[Date Prev][Date Next][Thread Prev][Thread Next][Date Index][Thread Index]

Re: [Condor-users] file transfer problems with vanilla job



On Thu, 11 Nov 2004 00:43:40 -0000  "Alan Christy Arokiam" wrote:

> I have written to the mailing list and no one seems to be aware that
> condor_vacate_job does not work, and in the version we use it
> doesn't seem to even exist.

condor_vacate_job was added in 6.7.0.  if you're not using 6.7.x, you
won't have condor_vacate_job.  however, i suspect you're on windows,
and now that you mention it, i bet out windows installer doesn't
handle this.  condor_vacate_job is just a copy of condor_rm or
condor_hold, renamed to be "condor_vacate_job".  i'll make sure our
windows installer will get this right for future releases.  in the
mean time, you can just copy condor_rm.exe to "condor_vacate_job.exe"
and it should all work fine.

and by "does not work", what do you mean? ;) i'm sure it works to
vacate the job.  if the files aren't getting transfered back, that's
another story (if that's not working, it's really the fault of the
condor_starter and/or condor_shadow), but at least condor_vacate_job
will have done its part...

> 1. For starters it is documented in the condor manual that condor on
> the vanilla universe will resatart a job from the beginning if it is
> vacated, 

true.

> so is of no point vacating the job.

not true.  if your job can checkpoint itself, there's a point to
vacating it, even if it's a vanilla job.

now, let's look at why:

when_to_transfer_output = ON_EXIT_OR_EVICT

in your submit file may not be working as you'd expect.

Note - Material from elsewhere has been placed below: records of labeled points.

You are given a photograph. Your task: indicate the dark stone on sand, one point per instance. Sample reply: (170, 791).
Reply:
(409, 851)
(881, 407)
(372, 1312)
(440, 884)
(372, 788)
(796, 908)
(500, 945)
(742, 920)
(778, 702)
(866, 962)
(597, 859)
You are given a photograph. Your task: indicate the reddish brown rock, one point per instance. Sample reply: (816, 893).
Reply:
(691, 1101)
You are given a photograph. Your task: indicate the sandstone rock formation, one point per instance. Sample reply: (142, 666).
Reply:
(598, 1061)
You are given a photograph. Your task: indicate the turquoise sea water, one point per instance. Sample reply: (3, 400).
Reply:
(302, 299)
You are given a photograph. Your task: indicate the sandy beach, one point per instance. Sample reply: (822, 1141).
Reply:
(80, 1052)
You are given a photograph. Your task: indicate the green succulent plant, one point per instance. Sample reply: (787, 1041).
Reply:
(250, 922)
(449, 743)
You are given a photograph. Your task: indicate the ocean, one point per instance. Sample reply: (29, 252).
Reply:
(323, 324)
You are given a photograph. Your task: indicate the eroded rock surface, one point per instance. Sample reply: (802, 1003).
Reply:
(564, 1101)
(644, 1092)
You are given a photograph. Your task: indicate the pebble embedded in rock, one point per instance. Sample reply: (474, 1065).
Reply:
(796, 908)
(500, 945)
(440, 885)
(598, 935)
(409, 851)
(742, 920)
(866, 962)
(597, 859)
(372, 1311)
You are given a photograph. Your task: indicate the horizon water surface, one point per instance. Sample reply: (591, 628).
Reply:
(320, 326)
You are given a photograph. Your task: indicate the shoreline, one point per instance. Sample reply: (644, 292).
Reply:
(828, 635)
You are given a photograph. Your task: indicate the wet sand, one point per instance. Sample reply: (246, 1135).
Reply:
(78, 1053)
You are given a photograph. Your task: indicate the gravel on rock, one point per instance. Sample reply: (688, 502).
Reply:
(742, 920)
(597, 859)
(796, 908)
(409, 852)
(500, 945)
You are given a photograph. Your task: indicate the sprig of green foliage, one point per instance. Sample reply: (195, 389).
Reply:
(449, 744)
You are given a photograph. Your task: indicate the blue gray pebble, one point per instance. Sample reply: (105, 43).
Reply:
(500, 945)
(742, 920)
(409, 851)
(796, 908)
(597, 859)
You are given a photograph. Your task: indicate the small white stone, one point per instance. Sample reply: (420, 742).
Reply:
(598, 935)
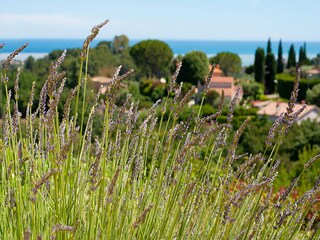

when condor decides to vacate your job (either because of
condor_vacate, condor_vacate_job, or because of the startd's policy
expressions on the machine where it is running), it's going to send
your job a signal.  on unix, you can specify the signal to send via
the "kill_sig" setting in your submit file.  the default is SIGTERM.
on windows, we send a WM_CLOSE.

so, if your application doesn't catch WM_CLOSE, handle it, and do some
cleanup to write out, flush, and close the checkpoint files, those
files won't necessarily have any data, and condor won't try to
transfer them back for you.

> It would have been really useful if someone is kind enough to add
> the command condor_transfer (or something) to transfer half finished
> jobs for the vanilla universe. It is an irony since 90% of all
> desktops run windows and condor would reveloutionise their usage if
> it had some basic functionality like this.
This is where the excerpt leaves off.